# Any goat owners on here?  Advice needed please



## hayinamanger (9 March 2014)

I have recently ventured into goat owning, and somehow have managed to end up with 6.  Some are particularly challenging, I have two with horns and they know how to use them, two others are lovely, very people orientated, you can take them out for a walk, no lead required as they just walk beside you, but then when you leave them, they escape.  I have some pretty heavy duty farm fencing here, but these goats can ping a fence, door, gate from a standstill, truly astonishing but very disappointing.

Do any of you tether or do you rely on electric fencing, if so, how do you set it up?  Do your goats wear collars?

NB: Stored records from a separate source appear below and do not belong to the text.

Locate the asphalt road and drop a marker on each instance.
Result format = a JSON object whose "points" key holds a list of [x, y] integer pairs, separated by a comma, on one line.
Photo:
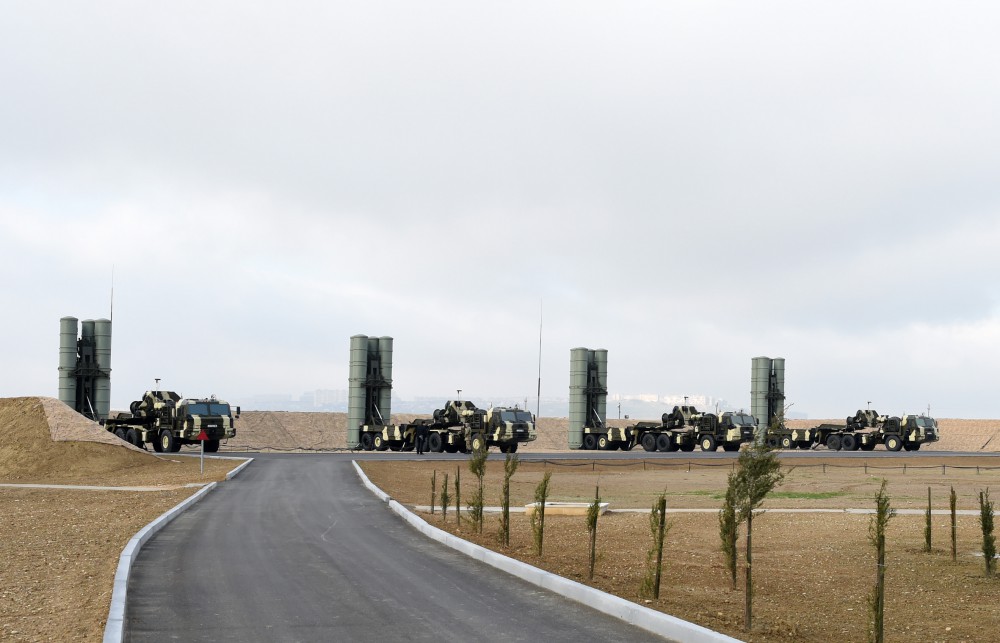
{"points": [[295, 549]]}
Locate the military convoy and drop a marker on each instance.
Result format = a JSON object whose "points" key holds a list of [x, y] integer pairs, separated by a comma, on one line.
{"points": [[168, 421], [865, 430], [682, 429], [458, 427]]}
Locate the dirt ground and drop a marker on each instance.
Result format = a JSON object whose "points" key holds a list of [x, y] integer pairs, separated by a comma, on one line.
{"points": [[301, 431], [813, 571], [59, 548]]}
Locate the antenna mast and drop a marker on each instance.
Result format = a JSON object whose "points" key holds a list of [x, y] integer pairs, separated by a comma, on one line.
{"points": [[538, 400]]}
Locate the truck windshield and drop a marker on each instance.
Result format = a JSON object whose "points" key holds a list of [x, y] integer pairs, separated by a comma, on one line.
{"points": [[208, 408], [515, 416]]}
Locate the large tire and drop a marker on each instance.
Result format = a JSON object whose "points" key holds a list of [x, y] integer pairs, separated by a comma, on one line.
{"points": [[168, 444]]}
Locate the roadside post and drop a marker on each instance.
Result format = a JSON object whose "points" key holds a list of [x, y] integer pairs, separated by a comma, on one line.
{"points": [[201, 438]]}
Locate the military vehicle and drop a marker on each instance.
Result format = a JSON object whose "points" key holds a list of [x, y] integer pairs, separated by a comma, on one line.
{"points": [[685, 427], [499, 426], [167, 421], [457, 428], [865, 430]]}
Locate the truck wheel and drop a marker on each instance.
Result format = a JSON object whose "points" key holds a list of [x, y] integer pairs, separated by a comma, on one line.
{"points": [[168, 442]]}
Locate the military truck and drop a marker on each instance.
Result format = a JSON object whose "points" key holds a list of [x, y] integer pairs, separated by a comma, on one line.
{"points": [[168, 421], [865, 430], [461, 421], [458, 427], [685, 427]]}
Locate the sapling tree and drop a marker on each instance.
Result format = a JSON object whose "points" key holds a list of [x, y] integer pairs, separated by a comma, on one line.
{"points": [[729, 529], [989, 540], [658, 528], [953, 503], [458, 495], [444, 499], [509, 468], [477, 465], [433, 489], [758, 472], [593, 511], [927, 522], [876, 536], [538, 515]]}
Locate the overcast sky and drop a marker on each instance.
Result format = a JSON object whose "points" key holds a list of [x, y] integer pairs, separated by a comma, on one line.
{"points": [[686, 184]]}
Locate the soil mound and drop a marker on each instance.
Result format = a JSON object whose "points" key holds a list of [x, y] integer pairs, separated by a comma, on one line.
{"points": [[45, 440]]}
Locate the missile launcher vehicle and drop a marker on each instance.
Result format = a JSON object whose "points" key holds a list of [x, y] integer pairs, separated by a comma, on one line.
{"points": [[168, 421]]}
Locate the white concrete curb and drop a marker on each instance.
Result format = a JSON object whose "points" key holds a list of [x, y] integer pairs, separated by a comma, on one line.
{"points": [[114, 631], [656, 622]]}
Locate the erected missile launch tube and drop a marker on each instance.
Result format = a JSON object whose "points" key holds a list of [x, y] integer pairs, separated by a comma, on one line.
{"points": [[102, 379], [579, 357], [356, 390], [68, 327]]}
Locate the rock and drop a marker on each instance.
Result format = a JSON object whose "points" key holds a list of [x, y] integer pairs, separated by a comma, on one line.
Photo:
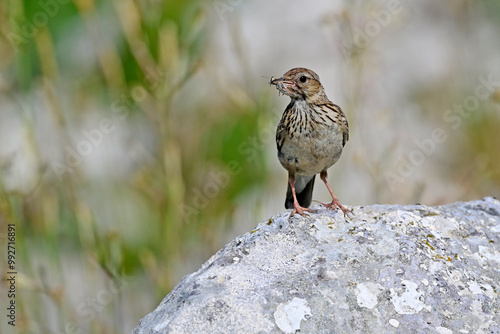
{"points": [[386, 269]]}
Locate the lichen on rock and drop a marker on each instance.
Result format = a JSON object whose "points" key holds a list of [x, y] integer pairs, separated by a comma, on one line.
{"points": [[386, 269]]}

I have kept sheep and cattle for many years, but these goats have me feeling like a complete novice


----------



## Pamfyson (9 March 2014)

What kind of goats are they?  The houdini types are more often, ime, pygmy sorts.  I've never seen anything jump like they do!!! I would never keep a horned goat.  As you point out they know how to use them and even if they are gentle accidents will and do happen. I found that fencing had to be Fort Knox variety!  I had post and rail fencing backed up with sheep hurdles and electric fencing!!  Mine always knew when the fence was off.  Fences and gates were all 5 feet high.  An electric wire about 2 foot off the gate and fence keeps them in as they can't get close enough to jump over.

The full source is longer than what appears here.